Below their knees, four rifle barrels divide the bottom two thirds of the frame menacingly- these vertical lines are staggered against the Mujahedin’s hands and juxtaposed against the strong horizontals- the geometry of the image, while not created with hard lines is strong and ordered, and the impact is that the Mujahedin appear calm, balanced and courtesy of the rifles; deadly.

I also noted that Nachtwey chose not to include the Mujahedin’s faces- perhaps they would not allow this, however, more likely is that this was deliberately designed to create an air of mystique surrounding the warriors – men without identities, united in a common cause and driven by religious fervor.

No Mean Feet

April 11, 2010

Another Tumblr rip off- same tumblr, so again I can’t credit the artist..

I love the movement in this shot, the repetition of all the dancer’s feet in the air at once – it captures the synchronicity of dance in a way that is difficult in a still shot.Obviously a fast shutter speed has been used to freeze the dancers without any movement blur.

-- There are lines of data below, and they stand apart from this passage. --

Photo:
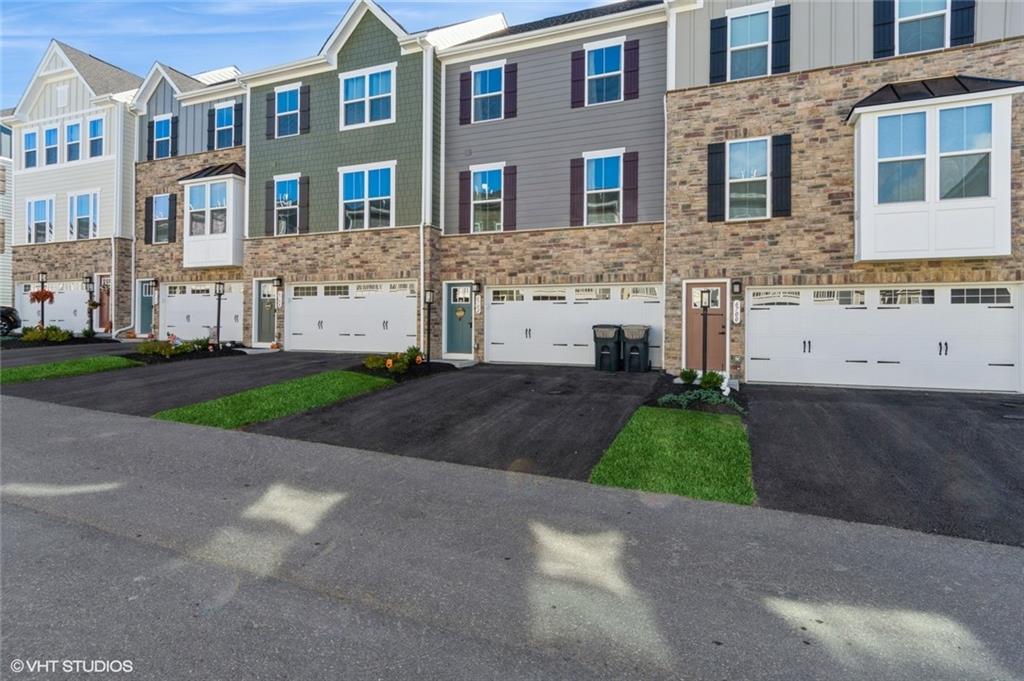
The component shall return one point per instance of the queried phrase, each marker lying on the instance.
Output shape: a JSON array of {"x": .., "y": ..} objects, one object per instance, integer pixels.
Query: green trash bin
[{"x": 607, "y": 347}]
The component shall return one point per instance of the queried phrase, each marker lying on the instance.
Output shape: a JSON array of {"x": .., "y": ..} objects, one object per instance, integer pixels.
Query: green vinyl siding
[{"x": 320, "y": 153}]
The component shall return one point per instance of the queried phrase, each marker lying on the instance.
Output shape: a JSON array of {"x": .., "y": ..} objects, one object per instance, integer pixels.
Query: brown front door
[{"x": 716, "y": 327}]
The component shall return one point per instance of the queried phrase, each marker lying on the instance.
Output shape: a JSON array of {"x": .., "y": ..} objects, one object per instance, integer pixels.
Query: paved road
[
  {"x": 203, "y": 553},
  {"x": 145, "y": 390},
  {"x": 945, "y": 463},
  {"x": 547, "y": 420}
]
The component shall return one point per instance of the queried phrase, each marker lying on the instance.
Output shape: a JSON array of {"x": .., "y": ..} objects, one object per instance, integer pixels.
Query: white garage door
[
  {"x": 376, "y": 316},
  {"x": 189, "y": 310},
  {"x": 68, "y": 309},
  {"x": 952, "y": 337},
  {"x": 554, "y": 325}
]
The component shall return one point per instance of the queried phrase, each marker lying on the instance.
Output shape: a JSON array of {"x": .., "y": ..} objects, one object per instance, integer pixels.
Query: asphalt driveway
[
  {"x": 145, "y": 390},
  {"x": 945, "y": 463},
  {"x": 554, "y": 421}
]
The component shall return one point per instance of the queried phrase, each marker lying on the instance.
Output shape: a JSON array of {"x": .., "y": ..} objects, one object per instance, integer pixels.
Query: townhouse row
[{"x": 842, "y": 178}]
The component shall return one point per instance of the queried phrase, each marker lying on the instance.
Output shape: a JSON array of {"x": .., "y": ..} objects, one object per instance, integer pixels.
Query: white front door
[
  {"x": 189, "y": 310},
  {"x": 952, "y": 337},
  {"x": 554, "y": 325},
  {"x": 374, "y": 316}
]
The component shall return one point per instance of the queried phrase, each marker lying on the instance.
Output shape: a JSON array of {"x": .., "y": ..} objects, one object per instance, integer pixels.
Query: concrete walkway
[{"x": 216, "y": 554}]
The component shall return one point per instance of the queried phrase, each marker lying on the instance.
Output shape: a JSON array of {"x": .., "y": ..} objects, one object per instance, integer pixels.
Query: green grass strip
[
  {"x": 64, "y": 369},
  {"x": 275, "y": 400},
  {"x": 693, "y": 454}
]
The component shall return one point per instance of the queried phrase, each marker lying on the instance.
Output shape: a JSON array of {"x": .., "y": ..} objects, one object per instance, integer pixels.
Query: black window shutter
[
  {"x": 303, "y": 110},
  {"x": 631, "y": 181},
  {"x": 511, "y": 89},
  {"x": 172, "y": 217},
  {"x": 716, "y": 182},
  {"x": 271, "y": 109},
  {"x": 578, "y": 90},
  {"x": 465, "y": 199},
  {"x": 885, "y": 28},
  {"x": 465, "y": 98},
  {"x": 719, "y": 50},
  {"x": 508, "y": 195},
  {"x": 962, "y": 23},
  {"x": 239, "y": 113},
  {"x": 268, "y": 214},
  {"x": 631, "y": 71},
  {"x": 780, "y": 39},
  {"x": 576, "y": 192},
  {"x": 147, "y": 224},
  {"x": 781, "y": 172}
]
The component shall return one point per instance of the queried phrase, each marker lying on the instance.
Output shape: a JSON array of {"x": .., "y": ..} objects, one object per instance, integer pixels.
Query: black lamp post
[
  {"x": 42, "y": 302},
  {"x": 90, "y": 287},
  {"x": 218, "y": 289}
]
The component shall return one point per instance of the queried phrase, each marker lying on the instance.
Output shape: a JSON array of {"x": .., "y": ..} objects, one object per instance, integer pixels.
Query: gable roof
[{"x": 931, "y": 88}]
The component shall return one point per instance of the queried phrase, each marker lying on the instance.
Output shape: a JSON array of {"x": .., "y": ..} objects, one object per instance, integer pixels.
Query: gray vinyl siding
[
  {"x": 192, "y": 120},
  {"x": 823, "y": 33},
  {"x": 548, "y": 132}
]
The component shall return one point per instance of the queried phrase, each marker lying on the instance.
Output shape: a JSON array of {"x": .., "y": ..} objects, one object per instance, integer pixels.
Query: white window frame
[
  {"x": 737, "y": 13},
  {"x": 297, "y": 113},
  {"x": 942, "y": 12},
  {"x": 483, "y": 167},
  {"x": 50, "y": 217},
  {"x": 93, "y": 214},
  {"x": 600, "y": 44},
  {"x": 298, "y": 202},
  {"x": 603, "y": 154},
  {"x": 365, "y": 74},
  {"x": 365, "y": 169},
  {"x": 217, "y": 128},
  {"x": 728, "y": 181},
  {"x": 500, "y": 65},
  {"x": 170, "y": 135}
]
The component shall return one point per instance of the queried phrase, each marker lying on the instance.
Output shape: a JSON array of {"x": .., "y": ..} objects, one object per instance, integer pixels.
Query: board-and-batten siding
[
  {"x": 548, "y": 132},
  {"x": 824, "y": 33},
  {"x": 192, "y": 120}
]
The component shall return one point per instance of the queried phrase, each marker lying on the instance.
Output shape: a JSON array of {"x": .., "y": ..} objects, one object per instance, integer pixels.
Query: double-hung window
[
  {"x": 224, "y": 124},
  {"x": 901, "y": 158},
  {"x": 750, "y": 38},
  {"x": 95, "y": 137},
  {"x": 162, "y": 137},
  {"x": 368, "y": 96},
  {"x": 487, "y": 198},
  {"x": 747, "y": 165},
  {"x": 286, "y": 205},
  {"x": 287, "y": 111},
  {"x": 488, "y": 85},
  {"x": 31, "y": 144},
  {"x": 367, "y": 197},
  {"x": 604, "y": 187},
  {"x": 161, "y": 218},
  {"x": 965, "y": 152},
  {"x": 73, "y": 141},
  {"x": 83, "y": 215},
  {"x": 604, "y": 72},
  {"x": 51, "y": 146},
  {"x": 923, "y": 25}
]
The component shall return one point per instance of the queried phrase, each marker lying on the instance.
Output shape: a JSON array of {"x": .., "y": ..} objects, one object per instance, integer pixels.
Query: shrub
[{"x": 712, "y": 381}]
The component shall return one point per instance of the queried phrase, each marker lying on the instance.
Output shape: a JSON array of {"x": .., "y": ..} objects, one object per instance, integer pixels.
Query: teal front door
[
  {"x": 459, "y": 318},
  {"x": 145, "y": 308}
]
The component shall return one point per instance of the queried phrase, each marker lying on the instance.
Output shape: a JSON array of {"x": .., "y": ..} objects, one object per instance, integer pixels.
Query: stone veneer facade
[
  {"x": 165, "y": 261},
  {"x": 815, "y": 246}
]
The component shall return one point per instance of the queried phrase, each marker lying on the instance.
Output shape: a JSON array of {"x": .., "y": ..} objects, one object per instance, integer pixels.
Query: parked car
[{"x": 9, "y": 321}]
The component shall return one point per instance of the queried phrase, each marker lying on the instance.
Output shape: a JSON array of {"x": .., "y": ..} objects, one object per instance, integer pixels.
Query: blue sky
[{"x": 197, "y": 35}]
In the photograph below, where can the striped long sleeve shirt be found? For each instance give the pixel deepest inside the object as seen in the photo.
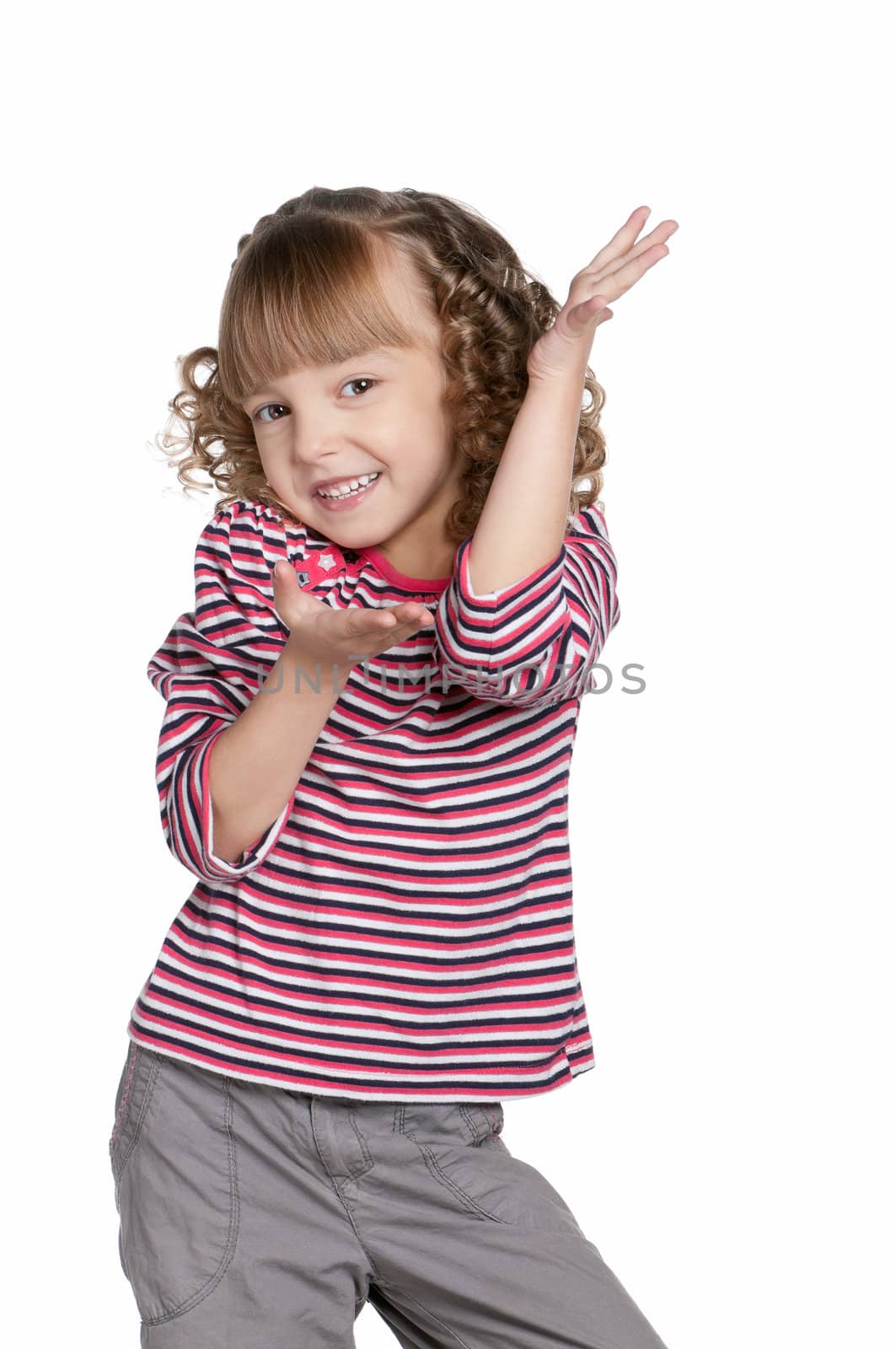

The shot is obviously being lit by the window in the background which provides a very organic, earnest atmosphere – the floor appears nicely textured and gives the audience a sense of the countless hours of training that have been conducted here.

Brand Irony – Sharad Haksar

March 10, 2010

Shot by Sharad Haksar in

This image appeals to me on lots of different levels- the first being the humor – there’s something about toilet humor that transcends culture & the irreverence of global brand denigration (by a third world child) is delicious. The dog standing quizzically, observing the defilement of the wall is brilliant.

The sad irony is that the third world does not piss on first world corporations. More often it’s the other way around.

On a visual level, I like the colours in this shot- the atmosphere of a hot, third world country is captured by the browns and reds. The strong light adds to this effect.